Manchester Orchestra - I'm Like A Virgin Losing A Child

Manchester Orchestra? Is this an album released by an orchestra based in our own fine city? Not at all. These Mancunians aren't from here, and aren't even English, hailing from Atlanta, Georgia, and they certainly aren't an orchestra either. But we'll hold neither of these things against them, beacuse I'm Like A Virgin Losing A Child is a very good debut album.

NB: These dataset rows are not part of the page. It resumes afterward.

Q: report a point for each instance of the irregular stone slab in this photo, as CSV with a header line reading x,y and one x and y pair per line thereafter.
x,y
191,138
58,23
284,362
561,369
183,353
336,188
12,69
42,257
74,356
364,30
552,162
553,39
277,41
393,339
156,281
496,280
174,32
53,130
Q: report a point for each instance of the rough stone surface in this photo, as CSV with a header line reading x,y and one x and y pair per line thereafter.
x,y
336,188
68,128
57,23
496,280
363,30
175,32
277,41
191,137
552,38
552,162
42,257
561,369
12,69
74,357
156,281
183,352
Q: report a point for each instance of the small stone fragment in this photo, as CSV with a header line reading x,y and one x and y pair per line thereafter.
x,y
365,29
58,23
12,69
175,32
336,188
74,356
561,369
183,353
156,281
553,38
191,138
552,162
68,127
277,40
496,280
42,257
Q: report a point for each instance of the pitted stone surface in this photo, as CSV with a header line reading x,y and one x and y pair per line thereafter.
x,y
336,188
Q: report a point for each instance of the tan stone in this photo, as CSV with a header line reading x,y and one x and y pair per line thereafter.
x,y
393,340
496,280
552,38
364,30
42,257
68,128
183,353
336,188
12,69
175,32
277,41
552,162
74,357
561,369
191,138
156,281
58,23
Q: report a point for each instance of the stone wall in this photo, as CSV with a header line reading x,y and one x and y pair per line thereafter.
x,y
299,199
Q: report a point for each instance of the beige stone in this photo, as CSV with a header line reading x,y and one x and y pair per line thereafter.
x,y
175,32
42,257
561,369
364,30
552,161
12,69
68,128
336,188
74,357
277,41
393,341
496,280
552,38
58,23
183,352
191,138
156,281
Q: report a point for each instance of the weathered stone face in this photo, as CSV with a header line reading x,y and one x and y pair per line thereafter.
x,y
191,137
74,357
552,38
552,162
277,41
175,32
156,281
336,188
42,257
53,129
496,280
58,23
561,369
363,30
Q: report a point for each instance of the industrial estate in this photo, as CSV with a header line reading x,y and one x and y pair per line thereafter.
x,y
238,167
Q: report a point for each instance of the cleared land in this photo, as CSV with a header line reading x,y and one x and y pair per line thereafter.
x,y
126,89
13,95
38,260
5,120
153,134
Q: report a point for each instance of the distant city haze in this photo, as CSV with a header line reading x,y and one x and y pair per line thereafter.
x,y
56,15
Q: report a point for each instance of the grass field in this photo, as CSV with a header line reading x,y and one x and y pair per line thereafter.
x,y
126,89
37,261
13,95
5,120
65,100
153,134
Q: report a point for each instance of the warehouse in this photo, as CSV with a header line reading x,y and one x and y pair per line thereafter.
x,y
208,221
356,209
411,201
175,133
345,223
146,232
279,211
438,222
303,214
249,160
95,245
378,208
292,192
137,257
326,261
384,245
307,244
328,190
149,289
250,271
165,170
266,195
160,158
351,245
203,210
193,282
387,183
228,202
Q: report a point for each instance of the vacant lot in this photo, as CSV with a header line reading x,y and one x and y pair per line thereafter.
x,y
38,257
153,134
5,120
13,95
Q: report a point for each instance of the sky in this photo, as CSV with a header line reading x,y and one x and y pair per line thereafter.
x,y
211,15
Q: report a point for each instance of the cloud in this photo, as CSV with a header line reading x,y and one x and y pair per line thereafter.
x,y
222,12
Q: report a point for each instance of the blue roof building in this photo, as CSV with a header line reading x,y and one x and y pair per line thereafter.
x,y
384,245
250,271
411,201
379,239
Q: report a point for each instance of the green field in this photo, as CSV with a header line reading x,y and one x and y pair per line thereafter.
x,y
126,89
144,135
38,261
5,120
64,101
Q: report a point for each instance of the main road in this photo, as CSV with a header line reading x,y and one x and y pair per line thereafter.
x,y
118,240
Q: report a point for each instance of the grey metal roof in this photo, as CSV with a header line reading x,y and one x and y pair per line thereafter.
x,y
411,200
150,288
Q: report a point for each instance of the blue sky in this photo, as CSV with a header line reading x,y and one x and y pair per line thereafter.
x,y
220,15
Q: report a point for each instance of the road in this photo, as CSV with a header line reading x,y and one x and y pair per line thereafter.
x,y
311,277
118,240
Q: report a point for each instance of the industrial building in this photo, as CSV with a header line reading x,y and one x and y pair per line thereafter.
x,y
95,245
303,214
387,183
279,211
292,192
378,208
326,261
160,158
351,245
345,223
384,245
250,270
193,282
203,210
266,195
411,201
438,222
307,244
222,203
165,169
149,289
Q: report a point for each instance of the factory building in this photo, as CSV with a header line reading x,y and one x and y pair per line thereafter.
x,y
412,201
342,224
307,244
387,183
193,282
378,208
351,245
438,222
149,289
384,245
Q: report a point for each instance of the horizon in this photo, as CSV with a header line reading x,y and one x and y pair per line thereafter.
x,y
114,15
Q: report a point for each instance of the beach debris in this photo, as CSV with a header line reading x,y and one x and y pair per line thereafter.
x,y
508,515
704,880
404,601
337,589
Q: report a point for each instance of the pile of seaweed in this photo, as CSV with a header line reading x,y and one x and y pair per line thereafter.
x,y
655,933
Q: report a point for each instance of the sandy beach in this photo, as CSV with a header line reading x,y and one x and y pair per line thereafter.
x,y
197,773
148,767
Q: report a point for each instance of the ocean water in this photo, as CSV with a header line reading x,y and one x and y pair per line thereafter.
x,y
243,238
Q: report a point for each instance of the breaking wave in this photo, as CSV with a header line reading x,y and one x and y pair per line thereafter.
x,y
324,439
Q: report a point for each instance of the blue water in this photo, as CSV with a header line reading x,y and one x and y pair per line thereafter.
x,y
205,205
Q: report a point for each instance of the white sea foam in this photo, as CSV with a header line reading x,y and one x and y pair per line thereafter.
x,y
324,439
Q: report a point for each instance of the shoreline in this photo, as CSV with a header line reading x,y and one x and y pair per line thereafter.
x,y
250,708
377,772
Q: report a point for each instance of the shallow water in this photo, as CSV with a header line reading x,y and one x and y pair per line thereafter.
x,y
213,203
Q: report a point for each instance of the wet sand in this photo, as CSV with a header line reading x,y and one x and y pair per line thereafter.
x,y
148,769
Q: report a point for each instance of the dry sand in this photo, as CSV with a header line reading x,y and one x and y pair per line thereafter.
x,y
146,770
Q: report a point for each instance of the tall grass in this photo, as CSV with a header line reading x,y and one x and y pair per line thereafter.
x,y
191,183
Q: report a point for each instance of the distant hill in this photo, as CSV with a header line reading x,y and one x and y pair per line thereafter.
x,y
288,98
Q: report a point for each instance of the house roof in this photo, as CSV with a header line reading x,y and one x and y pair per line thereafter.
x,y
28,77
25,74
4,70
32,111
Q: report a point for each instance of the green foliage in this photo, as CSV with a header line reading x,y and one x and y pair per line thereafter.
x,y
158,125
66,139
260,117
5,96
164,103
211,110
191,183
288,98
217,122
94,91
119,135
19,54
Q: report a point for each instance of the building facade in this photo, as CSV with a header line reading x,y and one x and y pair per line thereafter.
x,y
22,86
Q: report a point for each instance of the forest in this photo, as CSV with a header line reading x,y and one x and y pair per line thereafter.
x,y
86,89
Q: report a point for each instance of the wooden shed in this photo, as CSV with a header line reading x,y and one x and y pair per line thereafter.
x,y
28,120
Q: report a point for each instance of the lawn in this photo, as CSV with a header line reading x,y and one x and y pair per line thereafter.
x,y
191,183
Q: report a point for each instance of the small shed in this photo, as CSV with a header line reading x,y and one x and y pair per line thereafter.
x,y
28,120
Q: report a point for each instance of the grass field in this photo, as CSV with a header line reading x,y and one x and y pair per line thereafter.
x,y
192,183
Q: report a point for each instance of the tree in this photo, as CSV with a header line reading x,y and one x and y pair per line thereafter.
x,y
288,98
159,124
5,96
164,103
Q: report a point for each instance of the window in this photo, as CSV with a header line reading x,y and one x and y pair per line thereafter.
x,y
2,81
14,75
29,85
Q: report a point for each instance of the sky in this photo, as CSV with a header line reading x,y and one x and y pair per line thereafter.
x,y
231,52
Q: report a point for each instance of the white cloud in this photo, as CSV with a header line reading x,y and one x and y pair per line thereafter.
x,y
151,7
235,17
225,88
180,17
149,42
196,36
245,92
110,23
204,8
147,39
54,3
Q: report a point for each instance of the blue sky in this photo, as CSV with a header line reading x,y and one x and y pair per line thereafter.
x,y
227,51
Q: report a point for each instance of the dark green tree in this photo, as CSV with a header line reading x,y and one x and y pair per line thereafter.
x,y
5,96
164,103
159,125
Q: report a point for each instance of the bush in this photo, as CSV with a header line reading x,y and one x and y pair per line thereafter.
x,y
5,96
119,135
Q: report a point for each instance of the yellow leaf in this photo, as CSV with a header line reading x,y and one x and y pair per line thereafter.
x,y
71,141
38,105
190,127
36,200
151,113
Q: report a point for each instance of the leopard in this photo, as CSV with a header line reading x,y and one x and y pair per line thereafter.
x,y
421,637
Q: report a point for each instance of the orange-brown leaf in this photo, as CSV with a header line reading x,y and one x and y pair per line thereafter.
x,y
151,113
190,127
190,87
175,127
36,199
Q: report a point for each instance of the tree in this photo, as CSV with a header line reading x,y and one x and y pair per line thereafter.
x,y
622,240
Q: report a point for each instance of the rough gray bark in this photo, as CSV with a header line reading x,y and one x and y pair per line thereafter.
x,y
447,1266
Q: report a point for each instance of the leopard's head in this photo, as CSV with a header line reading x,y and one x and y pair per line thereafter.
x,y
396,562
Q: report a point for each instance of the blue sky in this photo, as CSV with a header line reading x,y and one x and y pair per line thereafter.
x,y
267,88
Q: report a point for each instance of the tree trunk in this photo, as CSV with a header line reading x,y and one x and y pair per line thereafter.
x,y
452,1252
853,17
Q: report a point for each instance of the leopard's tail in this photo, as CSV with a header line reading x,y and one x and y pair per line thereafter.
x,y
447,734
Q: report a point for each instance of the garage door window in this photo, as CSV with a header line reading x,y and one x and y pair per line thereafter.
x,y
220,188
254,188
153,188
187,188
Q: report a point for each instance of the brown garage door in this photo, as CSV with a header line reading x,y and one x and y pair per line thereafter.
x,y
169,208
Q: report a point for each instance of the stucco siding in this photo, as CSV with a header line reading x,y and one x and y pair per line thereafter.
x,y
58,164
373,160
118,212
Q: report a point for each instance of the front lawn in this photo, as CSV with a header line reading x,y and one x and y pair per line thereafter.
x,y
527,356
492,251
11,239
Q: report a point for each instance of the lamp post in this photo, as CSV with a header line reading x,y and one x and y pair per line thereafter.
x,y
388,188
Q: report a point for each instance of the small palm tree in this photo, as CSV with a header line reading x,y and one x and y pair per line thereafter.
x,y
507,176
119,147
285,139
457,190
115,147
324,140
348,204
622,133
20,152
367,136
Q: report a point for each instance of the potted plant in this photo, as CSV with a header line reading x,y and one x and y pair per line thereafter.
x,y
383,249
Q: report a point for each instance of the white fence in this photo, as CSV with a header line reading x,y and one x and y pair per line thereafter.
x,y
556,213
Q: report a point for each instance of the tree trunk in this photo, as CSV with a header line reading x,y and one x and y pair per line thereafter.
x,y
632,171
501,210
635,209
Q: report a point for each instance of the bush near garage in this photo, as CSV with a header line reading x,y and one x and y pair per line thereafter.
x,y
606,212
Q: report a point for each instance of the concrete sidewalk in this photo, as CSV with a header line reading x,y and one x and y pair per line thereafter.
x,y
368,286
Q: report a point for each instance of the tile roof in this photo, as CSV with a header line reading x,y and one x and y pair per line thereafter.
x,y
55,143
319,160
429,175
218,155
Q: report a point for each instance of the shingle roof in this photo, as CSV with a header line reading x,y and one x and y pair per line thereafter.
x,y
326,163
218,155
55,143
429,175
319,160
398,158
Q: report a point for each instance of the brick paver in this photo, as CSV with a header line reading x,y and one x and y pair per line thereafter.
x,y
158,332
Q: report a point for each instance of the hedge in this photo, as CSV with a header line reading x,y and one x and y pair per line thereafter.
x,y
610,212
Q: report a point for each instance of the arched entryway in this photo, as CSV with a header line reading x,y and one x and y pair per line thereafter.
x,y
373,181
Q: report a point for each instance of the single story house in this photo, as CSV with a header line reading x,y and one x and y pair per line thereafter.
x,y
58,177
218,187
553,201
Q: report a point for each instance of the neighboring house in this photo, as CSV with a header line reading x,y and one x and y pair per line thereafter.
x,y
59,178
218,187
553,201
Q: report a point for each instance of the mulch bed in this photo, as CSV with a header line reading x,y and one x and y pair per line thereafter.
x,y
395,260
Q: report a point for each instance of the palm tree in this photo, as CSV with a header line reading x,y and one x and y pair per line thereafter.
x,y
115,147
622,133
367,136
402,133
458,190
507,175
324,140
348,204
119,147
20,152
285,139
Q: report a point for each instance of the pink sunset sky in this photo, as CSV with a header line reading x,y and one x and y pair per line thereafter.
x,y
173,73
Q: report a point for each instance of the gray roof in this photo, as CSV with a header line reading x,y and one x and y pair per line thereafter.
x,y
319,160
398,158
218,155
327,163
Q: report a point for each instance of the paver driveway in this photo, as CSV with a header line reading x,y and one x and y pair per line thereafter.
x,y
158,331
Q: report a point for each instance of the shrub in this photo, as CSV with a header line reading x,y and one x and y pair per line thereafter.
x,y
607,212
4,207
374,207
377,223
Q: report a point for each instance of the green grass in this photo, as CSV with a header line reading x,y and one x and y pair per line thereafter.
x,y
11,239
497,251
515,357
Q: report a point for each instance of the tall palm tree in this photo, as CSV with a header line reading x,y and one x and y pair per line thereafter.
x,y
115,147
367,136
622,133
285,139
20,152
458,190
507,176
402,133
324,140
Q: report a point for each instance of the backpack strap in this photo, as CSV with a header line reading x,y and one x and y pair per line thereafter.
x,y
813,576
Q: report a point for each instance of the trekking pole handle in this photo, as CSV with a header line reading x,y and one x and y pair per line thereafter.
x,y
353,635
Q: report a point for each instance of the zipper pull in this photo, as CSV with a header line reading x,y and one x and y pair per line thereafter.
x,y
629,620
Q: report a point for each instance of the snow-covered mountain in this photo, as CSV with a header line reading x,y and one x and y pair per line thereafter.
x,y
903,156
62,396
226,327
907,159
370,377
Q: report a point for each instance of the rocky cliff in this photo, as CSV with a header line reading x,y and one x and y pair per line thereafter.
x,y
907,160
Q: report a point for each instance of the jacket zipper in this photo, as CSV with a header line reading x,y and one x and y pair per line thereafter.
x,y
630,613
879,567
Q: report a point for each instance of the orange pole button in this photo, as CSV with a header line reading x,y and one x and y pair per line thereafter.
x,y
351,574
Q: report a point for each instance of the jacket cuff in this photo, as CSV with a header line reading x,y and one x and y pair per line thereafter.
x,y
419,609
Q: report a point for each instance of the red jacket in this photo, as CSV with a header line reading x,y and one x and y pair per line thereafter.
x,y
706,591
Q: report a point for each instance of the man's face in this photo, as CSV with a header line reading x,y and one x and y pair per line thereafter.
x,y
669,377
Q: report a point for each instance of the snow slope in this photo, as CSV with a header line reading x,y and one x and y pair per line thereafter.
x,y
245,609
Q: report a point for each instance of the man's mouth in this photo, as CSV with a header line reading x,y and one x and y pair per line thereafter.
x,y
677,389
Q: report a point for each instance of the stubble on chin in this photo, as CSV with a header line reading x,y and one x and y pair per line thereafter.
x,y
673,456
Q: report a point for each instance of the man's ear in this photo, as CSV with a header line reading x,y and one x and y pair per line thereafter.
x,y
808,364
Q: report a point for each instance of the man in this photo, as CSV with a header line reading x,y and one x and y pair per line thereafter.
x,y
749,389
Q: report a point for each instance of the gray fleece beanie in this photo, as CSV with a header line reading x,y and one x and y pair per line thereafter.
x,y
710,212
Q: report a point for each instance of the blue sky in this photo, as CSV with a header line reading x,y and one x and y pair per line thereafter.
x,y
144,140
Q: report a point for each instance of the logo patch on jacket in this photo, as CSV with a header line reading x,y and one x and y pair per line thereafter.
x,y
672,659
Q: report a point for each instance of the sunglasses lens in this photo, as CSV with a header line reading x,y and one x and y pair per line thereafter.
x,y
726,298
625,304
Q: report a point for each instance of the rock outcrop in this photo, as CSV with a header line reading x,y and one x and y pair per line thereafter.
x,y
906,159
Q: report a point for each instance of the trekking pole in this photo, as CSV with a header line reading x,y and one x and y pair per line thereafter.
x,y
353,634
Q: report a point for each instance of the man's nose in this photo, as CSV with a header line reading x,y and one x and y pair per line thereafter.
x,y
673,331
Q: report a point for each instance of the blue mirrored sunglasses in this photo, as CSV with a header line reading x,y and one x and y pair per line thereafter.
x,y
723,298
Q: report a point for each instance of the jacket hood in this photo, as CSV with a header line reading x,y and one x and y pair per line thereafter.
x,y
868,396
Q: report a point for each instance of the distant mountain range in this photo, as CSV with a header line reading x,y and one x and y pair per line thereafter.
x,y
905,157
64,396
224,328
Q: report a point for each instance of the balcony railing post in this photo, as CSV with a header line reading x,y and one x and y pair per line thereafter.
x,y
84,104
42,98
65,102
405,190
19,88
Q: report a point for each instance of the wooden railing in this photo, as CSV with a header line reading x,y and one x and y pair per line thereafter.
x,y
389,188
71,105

Singer Andy Hull's vocals are very, VERY much like those of The Decemberists frontman Colin Malloy, and Manchester Orchestra certainly occupy the same kind of genre as that band, albeit with their lyrics and themes rather more grounded and with far fewer diversions into the realm of prog-rock. That's not to say that they are liked a dumbed-down Decemberists, though they will probably appeal to any indie fans who get scared off by some of the more out-there moments on albums like Picaresque and The Crane Wife. Everything is much more serious here, and fans of Death Cab For Cutie will also find plenty to enjoy in some of the more ponderous moments like the epic and sprawling Where Have You Been? Manchester Orchestra may have a slightly misleading name for those of us who actually live here, but I'm Like A Virgin Losing A Child is good enough that they deserve to be treated as conquering local heroes when they are in town later this month.